There have been 10 different education ministers in as many years in the past, with some serving as short as four months. With this constant change, no vision or strategy can be met. Under one leadership, government schools were evaluated based on student performance, and the budget was allocated accordingly, putting pressure on school management to reach a minimum benchmark. However, with the change in leadership, this system no longer exists because government school teachers, who serve as junior politicians representing political parties, form a strong vote bank for the country’s major political parties.
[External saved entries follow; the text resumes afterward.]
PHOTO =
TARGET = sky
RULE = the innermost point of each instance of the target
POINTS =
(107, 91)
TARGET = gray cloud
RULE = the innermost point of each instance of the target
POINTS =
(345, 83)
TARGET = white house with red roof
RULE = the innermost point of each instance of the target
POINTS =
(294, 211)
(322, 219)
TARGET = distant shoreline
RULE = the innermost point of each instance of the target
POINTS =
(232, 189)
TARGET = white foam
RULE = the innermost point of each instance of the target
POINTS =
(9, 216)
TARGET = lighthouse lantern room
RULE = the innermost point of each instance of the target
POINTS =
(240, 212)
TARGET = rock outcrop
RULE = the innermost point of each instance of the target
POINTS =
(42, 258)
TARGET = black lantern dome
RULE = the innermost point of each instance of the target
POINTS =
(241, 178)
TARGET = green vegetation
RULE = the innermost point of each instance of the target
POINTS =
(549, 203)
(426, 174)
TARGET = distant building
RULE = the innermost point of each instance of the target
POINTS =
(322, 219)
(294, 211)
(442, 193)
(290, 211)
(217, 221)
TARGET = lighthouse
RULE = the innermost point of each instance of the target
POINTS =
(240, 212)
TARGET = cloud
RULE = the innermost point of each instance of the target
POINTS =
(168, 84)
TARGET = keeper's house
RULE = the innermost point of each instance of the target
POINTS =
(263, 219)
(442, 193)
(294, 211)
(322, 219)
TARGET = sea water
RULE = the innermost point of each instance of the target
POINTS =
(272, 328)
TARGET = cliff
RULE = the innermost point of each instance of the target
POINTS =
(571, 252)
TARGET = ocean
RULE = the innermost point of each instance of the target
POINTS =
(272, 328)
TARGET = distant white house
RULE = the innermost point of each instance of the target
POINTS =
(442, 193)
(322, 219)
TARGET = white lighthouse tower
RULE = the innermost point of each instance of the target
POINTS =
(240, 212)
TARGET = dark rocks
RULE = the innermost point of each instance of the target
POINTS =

This web is the result of years of investment in the wrong place and corruption.



During the Rana regime, the Ranas preferred to keep Nepali citizens uneducated. Durbar High School, the country’s oldest school, was established in 1854 for the Ranas only. It was only in 1900 that the school was opened to the general public, reportedly after much criticism. The then Prime Minister was warned that he was shooting himself in the foot by educating the ordinary public. In an autocratic regime, leaders want their citizens to remain uneducated and unexposed for fear of revolt. The inability of our political leadership to enhance education in public schools appears to mimic this situation. There is a mass exodus of productive, literate population, and those remaining have to deal with a dysfunctional government whose recurrent expenses constitute almost 80 percent of the budget, with negligible services provided to the citizens. Since the last election in 2079, we’ve had two different coalitions. As the fiscal year draws to a close, our PM faces a no-confidence vote in parliament. With half his ministers withdrawing support, there is something about his spirit that keeps him going.
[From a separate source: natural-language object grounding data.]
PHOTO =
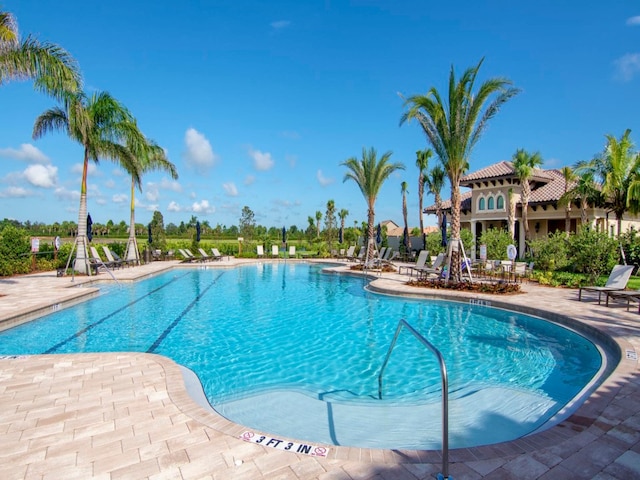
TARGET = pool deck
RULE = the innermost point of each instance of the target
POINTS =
(129, 415)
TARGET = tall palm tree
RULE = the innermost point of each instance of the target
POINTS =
(52, 68)
(434, 181)
(617, 168)
(454, 125)
(102, 126)
(149, 156)
(406, 236)
(569, 179)
(369, 173)
(318, 220)
(422, 162)
(342, 214)
(524, 163)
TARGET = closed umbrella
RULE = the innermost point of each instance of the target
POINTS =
(443, 229)
(89, 224)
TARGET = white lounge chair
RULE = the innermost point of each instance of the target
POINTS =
(617, 281)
This political instability is debilitating us in many ways, and the worst casualty of this instability is the country's education sector. Today, in 2081 BS, we are still following the "Education Act" introduced during King Mahendra’s time in 2028 BS. While there have been changes over the years, the Education Act formulated in 2075 BS, which incorporates the educational needs of a federal system, is yet to be tabled and passed by parliament. In most parliamentary systems, MPs are directly elected individuals who have the power to work on policies and reforms, keeping in mind the country’s goals and aspirations. However, since the last elections, we have already had three changes in the coalition of the government. Ironically, only three bills were passed in a whole parliamentary session last year. Our current electoral system allows multiple permutations and combinations, which has been the biggest hindrance to political stability. Any new party that wins a few seats ends up having a bigger say in the formation of the government. This comes at a heavy cost of political stability and good governance, as these fringe parties are often seen to change their political alignment for their vested interests.
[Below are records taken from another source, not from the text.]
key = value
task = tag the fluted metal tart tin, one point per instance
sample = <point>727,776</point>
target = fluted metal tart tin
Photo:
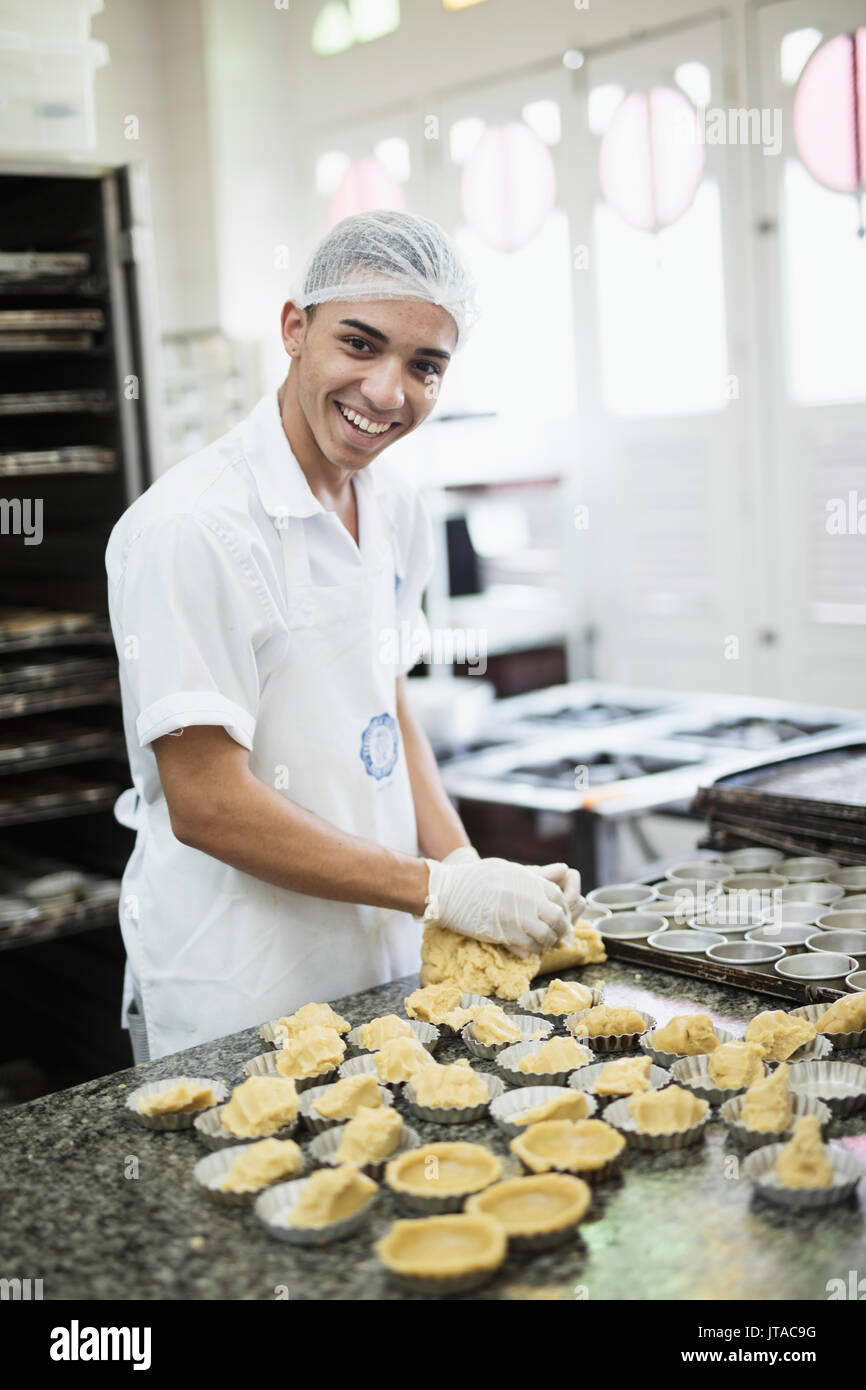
<point>631,926</point>
<point>609,1041</point>
<point>426,1033</point>
<point>843,1041</point>
<point>458,1114</point>
<point>319,1123</point>
<point>210,1171</point>
<point>531,1004</point>
<point>528,1026</point>
<point>838,1084</point>
<point>622,897</point>
<point>517,1102</point>
<point>847,1172</point>
<point>177,1121</point>
<point>277,1201</point>
<point>508,1065</point>
<point>266,1065</point>
<point>663,1058</point>
<point>623,1121</point>
<point>585,1077</point>
<point>323,1150</point>
<point>731,1112</point>
<point>209,1127</point>
<point>816,965</point>
<point>692,1072</point>
<point>688,941</point>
The two major political parties – the Nepali Congress and the CPN-UML – have agreed to bring certain amendments to the constitution to ensure political stability in the country. Whether such an amendment, if it happens at all, would bring stability and at what cost is something only time can tell. But it is high time that all stakeholders internalized the fact that we need a functional stable government with a long-term vision and exceptional execution abilities for us to grow and catch up with the speed of our neighbors. This SEE is just a case in point; there are multiple alarms that have been warning us. We cannot afford to be late in making positive interventions.


The author is the CEO of Nepal Republic Media Limited.